Miranda requires police to warn a suspect before conducting a custodial interrogation. Pirtle requires similar legal warnings before an individual who is in custody can consent to a search. Pirtle is specific to Indiana. Most people are familiar with Miranda warnings, but Pirtle warnings are often overlooked, by both police officers and attorneys.
Pirtle holds that “a person who is asked to give consent to search while in police custody is entitled to the presence and advice of counsel prior to making the decision whether to give such consent.”

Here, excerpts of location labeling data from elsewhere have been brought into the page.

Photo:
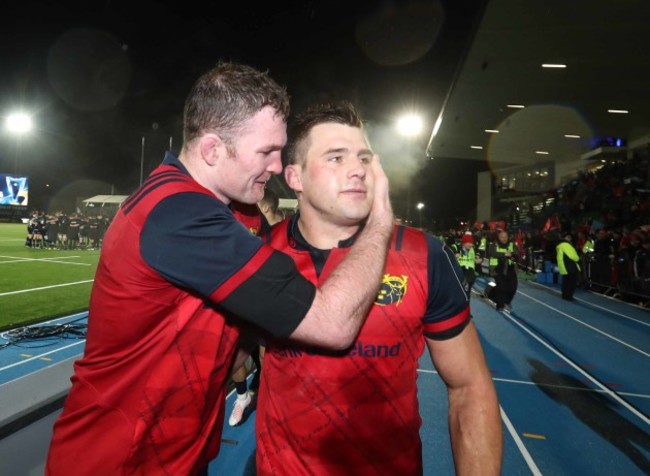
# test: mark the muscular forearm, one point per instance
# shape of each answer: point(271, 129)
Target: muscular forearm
point(476, 432)
point(342, 302)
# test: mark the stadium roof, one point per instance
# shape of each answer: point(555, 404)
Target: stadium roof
point(603, 45)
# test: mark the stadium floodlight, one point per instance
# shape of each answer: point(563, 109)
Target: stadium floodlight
point(410, 125)
point(19, 123)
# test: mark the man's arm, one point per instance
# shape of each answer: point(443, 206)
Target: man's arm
point(342, 302)
point(474, 420)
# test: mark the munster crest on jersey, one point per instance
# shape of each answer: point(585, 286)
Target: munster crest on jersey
point(392, 291)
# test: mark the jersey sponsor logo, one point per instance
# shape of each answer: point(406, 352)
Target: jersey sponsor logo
point(373, 350)
point(359, 349)
point(392, 291)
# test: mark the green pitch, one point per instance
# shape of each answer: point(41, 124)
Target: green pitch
point(37, 284)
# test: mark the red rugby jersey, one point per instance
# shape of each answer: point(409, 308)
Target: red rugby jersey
point(356, 412)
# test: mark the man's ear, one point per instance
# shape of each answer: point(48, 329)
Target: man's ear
point(212, 148)
point(292, 177)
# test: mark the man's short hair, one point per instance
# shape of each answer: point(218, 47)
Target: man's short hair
point(342, 112)
point(226, 96)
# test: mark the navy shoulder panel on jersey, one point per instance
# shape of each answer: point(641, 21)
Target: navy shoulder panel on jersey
point(198, 250)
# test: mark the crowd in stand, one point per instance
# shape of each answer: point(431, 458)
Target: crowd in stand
point(65, 232)
point(607, 213)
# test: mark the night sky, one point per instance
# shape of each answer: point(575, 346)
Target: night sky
point(99, 76)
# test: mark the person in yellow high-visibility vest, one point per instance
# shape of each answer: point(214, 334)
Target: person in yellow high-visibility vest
point(468, 259)
point(567, 263)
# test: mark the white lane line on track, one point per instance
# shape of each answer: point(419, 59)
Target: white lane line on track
point(15, 259)
point(520, 444)
point(511, 429)
point(595, 329)
point(42, 355)
point(606, 390)
point(563, 387)
point(624, 316)
point(10, 293)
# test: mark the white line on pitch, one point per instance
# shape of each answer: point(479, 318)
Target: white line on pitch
point(39, 356)
point(606, 390)
point(598, 306)
point(45, 287)
point(16, 259)
point(520, 444)
point(563, 387)
point(587, 325)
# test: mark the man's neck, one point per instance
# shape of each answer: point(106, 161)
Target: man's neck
point(324, 235)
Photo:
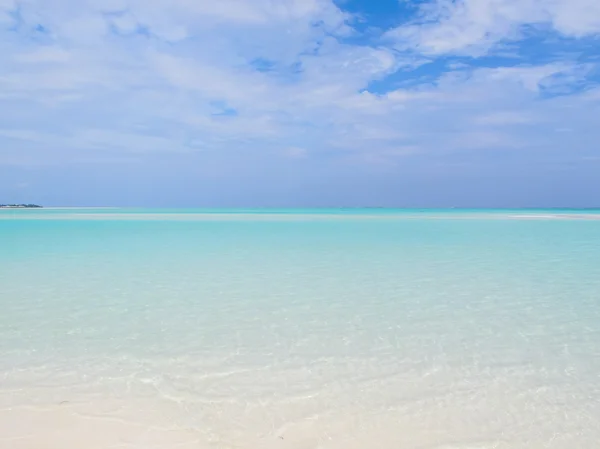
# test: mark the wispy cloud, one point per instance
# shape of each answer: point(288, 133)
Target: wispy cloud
point(156, 76)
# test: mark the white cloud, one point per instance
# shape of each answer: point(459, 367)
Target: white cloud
point(158, 76)
point(474, 26)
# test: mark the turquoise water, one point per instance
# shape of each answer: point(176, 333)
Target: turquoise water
point(299, 329)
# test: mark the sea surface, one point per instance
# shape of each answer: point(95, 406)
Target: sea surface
point(299, 329)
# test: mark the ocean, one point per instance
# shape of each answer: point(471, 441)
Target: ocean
point(299, 329)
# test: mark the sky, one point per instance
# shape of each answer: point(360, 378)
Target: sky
point(300, 103)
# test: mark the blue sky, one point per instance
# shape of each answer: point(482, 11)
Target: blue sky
point(300, 102)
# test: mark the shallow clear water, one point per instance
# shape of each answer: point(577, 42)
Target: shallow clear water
point(299, 329)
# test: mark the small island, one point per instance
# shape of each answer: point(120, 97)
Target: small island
point(19, 206)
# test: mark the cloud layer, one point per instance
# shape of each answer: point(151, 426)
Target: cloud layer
point(237, 84)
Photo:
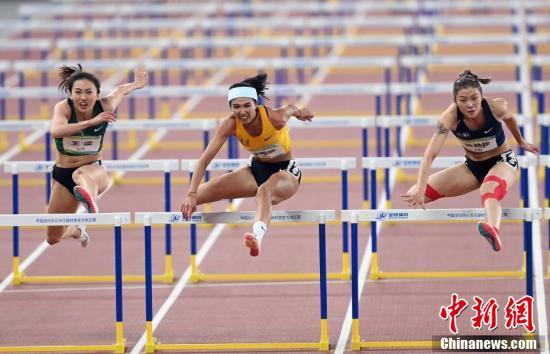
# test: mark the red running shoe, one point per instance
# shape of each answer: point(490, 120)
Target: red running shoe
point(251, 242)
point(491, 234)
point(86, 199)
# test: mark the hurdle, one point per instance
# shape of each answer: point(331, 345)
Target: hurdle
point(329, 163)
point(544, 160)
point(243, 217)
point(374, 163)
point(409, 215)
point(38, 128)
point(16, 167)
point(204, 125)
point(114, 219)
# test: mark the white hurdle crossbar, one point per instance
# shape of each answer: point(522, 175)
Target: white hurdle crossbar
point(374, 163)
point(115, 219)
point(293, 216)
point(408, 215)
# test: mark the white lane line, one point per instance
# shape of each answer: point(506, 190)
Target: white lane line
point(363, 269)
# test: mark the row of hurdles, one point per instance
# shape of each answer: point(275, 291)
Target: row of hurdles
point(319, 217)
point(370, 165)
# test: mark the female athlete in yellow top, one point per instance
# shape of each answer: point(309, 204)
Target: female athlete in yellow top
point(272, 175)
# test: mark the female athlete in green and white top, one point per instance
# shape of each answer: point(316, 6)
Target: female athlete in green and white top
point(78, 126)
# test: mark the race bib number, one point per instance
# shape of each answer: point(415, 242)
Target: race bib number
point(268, 152)
point(85, 145)
point(480, 145)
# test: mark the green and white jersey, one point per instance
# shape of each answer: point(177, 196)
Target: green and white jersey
point(89, 141)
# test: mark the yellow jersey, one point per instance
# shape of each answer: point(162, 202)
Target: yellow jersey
point(270, 144)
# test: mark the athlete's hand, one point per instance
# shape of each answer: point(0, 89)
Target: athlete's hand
point(415, 197)
point(189, 206)
point(530, 147)
point(305, 114)
point(109, 117)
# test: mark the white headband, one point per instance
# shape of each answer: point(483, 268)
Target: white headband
point(242, 91)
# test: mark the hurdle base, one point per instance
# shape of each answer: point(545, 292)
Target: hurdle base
point(63, 348)
point(243, 346)
point(45, 279)
point(517, 274)
point(266, 277)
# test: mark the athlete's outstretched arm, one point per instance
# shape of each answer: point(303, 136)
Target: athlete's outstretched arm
point(113, 99)
point(415, 196)
point(226, 128)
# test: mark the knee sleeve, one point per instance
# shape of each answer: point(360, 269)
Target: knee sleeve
point(499, 192)
point(432, 193)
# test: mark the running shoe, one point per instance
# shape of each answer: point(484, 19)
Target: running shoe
point(86, 199)
point(251, 242)
point(491, 235)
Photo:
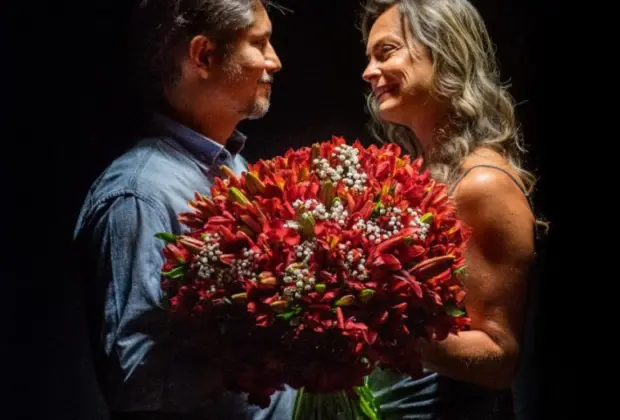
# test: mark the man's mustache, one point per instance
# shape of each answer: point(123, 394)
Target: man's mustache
point(266, 78)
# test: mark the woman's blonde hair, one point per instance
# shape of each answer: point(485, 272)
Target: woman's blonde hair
point(466, 75)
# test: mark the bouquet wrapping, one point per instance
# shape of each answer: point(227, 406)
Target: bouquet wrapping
point(312, 268)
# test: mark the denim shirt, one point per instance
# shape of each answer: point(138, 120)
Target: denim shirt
point(140, 194)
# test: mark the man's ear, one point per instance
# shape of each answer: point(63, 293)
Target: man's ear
point(201, 54)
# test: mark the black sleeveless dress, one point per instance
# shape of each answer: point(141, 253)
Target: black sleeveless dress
point(436, 397)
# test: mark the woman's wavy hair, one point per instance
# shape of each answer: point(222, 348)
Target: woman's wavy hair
point(466, 75)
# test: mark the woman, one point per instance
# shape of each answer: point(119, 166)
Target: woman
point(436, 92)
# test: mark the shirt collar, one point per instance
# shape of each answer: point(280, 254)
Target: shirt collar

– Δ was arrested for possession of a stolen car. Δ was placed in the back seat of An officer entered the car to look for the owner’s registration and saw the handle of a gun. Another officer removed the gun. Δ was taken to a police station and interrogated. Δ later signed a waiver allowing a search of his apartment. During a search of the apartment, officers found the wallet of a victim of a homicide. Officers also met two men who confessed that they assisted Δ in the homicide. Δ was charged with and convicted of murder. Δ appealed, arguing that the search of the car and the search of his apartment should have been suppressed. “We hold that a person who is asked to give consent to search while in police custody is entitled to the presence and advice of counsel prior to making the decision whether to give such consent. This right, of course, may be waived, but the burden will be upon the State to show that such waiver was explicit, and, as in Miranda, the State will be required to show that the waiver was not occasioned by defendant’s lack of funds.” Any evidence found as a result of a Pirtle violation must also be suppressed as “poisoned fruit.” Pirtle v. State, 323 N.E.2d 634 (Ind. 1975).